Meine amerikanischen Verwandten

In den 20er und 30er Jahren sind viele Leute aus meiner dörflichen Heimat in die USA ausgewandert. Einige aus wirtschaftlichen Gründen und andere aus politischen, wenige aus Abenteuerlust. Das waren auch die Leute, die nach dem Krieg Pakete mit Hilfsgütern in die alte Heimat geschickt haben; meine Großeltern waren ihnen dankbar solange sie lebten und meine Mutter und die überlebenden, die sind es noch immer. Unsere Verwandten haben sich in der Gegend niedergelassen, in der man streng gläubig ist und kaum einer seine Kinder zur Schule schickt - Home Schooling ist dort gang und gäbe. Jeder ist in der Kirche engagiert und keiner trinkt Alkohol oder hört komische Musik oder liest seltsame Bücher.

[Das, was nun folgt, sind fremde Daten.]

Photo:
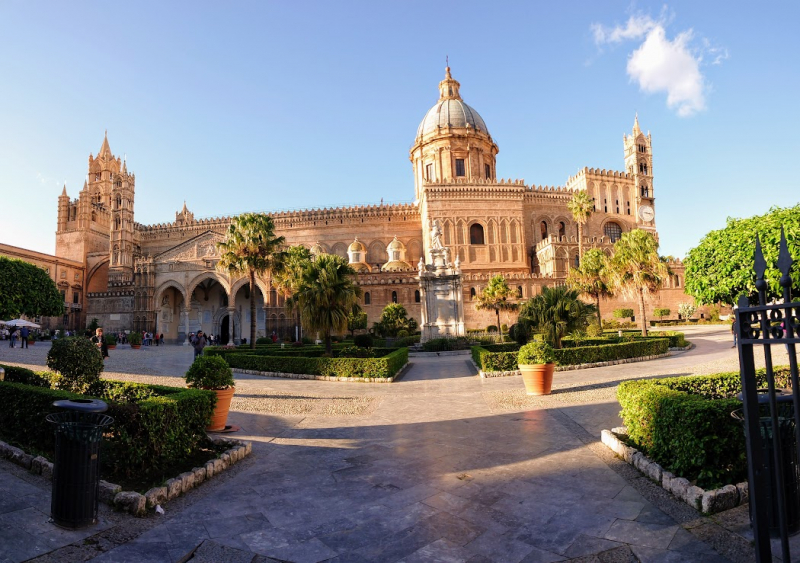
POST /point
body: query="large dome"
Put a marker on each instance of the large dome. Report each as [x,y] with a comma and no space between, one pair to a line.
[451,113]
[450,110]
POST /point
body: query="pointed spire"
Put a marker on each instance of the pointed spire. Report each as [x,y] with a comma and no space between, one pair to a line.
[636,130]
[105,150]
[448,88]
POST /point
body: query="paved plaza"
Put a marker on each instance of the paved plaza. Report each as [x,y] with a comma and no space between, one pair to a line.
[440,466]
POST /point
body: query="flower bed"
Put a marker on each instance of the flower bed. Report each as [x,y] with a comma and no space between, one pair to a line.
[685,424]
[385,366]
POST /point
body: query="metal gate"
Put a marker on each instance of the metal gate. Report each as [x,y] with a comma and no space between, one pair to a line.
[760,326]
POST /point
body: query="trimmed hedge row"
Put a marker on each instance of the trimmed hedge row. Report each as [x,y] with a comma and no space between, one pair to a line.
[154,426]
[385,366]
[507,361]
[685,424]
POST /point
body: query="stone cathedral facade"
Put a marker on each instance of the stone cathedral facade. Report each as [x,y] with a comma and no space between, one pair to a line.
[162,277]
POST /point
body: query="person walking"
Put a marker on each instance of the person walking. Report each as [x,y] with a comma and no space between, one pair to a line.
[199,343]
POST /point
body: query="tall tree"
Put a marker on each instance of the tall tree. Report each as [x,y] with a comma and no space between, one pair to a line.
[720,268]
[251,247]
[591,278]
[556,312]
[26,289]
[496,296]
[636,268]
[581,207]
[287,278]
[326,294]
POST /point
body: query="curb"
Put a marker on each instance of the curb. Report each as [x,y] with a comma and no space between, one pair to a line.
[131,501]
[707,502]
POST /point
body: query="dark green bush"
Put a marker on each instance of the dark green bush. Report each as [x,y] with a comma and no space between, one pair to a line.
[446,344]
[363,340]
[77,360]
[154,427]
[209,372]
[385,366]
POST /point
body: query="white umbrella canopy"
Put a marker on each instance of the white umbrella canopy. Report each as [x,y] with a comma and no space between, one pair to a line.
[22,322]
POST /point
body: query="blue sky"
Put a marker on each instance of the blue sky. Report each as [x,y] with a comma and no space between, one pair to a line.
[261,106]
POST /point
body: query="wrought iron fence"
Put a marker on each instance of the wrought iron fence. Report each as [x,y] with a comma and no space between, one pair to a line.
[772,426]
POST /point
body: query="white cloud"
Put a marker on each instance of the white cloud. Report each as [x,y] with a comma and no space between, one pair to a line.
[661,64]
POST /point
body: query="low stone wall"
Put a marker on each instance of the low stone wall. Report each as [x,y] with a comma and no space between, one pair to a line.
[131,501]
[708,502]
[323,377]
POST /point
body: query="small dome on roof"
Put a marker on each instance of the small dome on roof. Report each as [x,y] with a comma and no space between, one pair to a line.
[356,246]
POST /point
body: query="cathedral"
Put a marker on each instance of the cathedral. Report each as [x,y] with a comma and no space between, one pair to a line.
[162,277]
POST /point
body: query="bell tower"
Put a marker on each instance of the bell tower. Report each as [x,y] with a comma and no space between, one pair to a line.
[639,164]
[121,239]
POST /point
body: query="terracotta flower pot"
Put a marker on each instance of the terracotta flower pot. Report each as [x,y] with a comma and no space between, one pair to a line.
[538,378]
[220,416]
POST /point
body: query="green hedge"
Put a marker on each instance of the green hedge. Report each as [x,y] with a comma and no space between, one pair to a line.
[685,424]
[385,366]
[489,360]
[154,426]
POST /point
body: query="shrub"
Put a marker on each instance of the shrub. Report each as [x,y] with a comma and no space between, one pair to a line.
[363,340]
[154,427]
[355,352]
[684,424]
[209,372]
[383,366]
[594,330]
[535,353]
[77,360]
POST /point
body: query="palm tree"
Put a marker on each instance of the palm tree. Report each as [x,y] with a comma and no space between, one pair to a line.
[556,312]
[287,278]
[495,297]
[581,207]
[326,294]
[636,269]
[251,247]
[591,278]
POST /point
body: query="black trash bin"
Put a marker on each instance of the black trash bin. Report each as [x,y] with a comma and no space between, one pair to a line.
[788,445]
[76,468]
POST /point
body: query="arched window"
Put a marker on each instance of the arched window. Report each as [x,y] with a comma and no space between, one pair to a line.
[476,234]
[613,231]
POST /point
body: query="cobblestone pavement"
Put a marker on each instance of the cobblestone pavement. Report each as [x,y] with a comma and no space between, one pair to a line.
[439,466]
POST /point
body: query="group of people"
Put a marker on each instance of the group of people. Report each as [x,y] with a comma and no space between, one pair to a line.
[15,334]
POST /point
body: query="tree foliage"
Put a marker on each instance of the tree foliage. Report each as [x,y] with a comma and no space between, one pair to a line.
[326,294]
[556,312]
[26,289]
[251,247]
[591,278]
[720,268]
[636,268]
[496,296]
[581,207]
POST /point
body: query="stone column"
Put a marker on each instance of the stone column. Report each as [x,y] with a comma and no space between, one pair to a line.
[231,315]
[186,312]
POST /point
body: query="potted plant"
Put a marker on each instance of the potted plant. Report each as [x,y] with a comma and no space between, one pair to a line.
[535,361]
[213,373]
[135,340]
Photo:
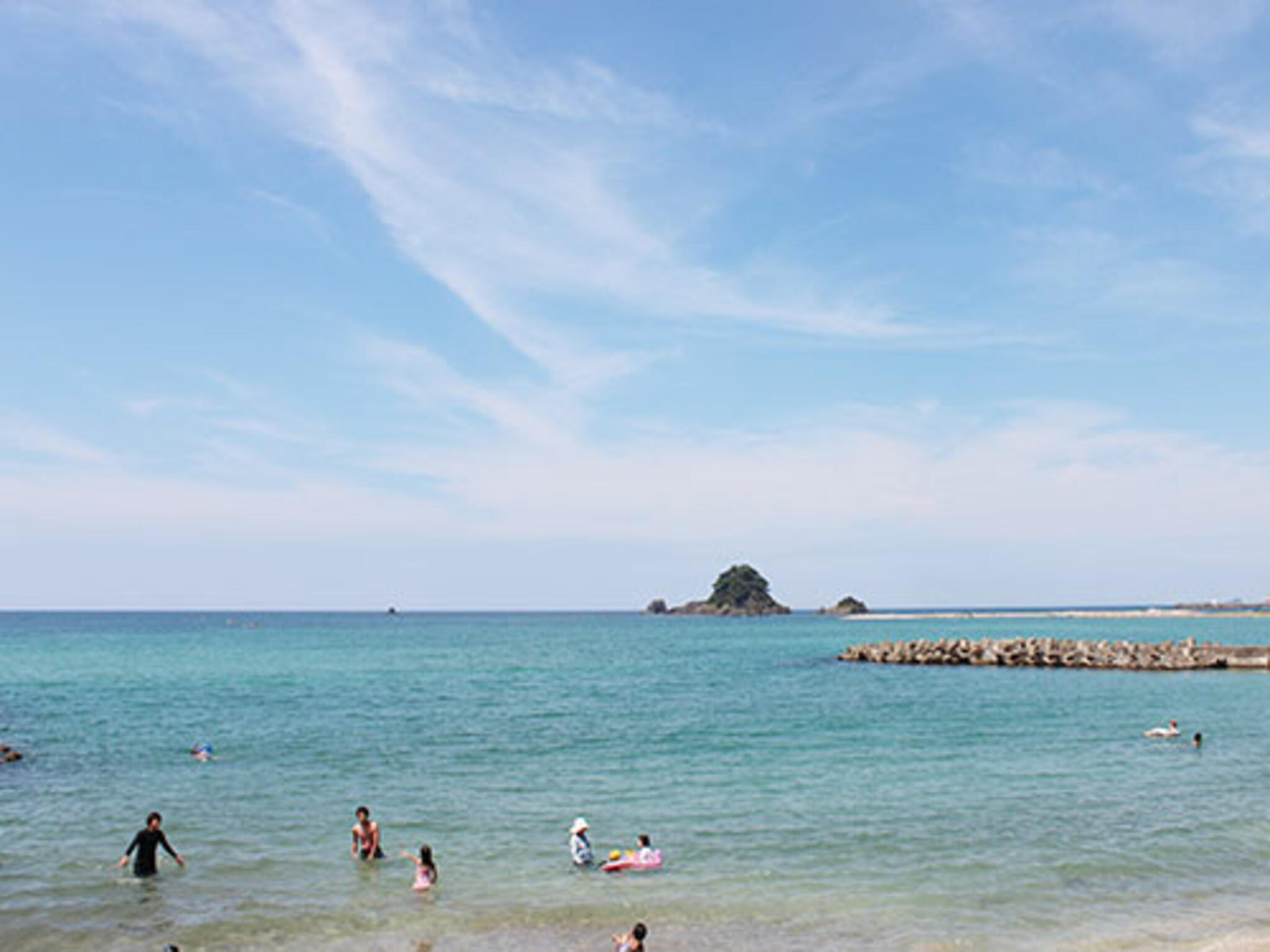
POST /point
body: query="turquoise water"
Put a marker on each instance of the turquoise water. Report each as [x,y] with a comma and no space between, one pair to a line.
[803,804]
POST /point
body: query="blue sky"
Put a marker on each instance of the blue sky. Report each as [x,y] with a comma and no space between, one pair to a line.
[463,305]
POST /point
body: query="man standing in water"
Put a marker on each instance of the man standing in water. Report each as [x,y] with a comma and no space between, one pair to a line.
[146,844]
[366,837]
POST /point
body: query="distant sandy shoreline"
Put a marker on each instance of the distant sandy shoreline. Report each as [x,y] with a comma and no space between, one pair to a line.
[1061,614]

Heute waren sie bei meinen Eltern zu Besuch und ich war eingeladen. Nicht nur, weil ich einigermaßen englisch kann, sondern auch weil ich seit vielen Jahren die hin- und her gehenden Emails übersetze, was ehrlich gesagt nicht besonders viel Arbeit machte. Man wollte mich mal kennenlernen und ich hatte mächtig Lampenfieber. Ich habe schon lange nicht mehr ausgebiegig englisch geredet und noch dazu… ich kannte ja die moralischen Maßstäbe die an das Leben gelegt wurden, die vielen "May God bless you all" und so weiter, die ich über die Jahre ins deutsche übertragen hatte.  Die ganzen schrägen Geschichten über amerikanische Christen vom Lande, die man immer wieder gelesen hat.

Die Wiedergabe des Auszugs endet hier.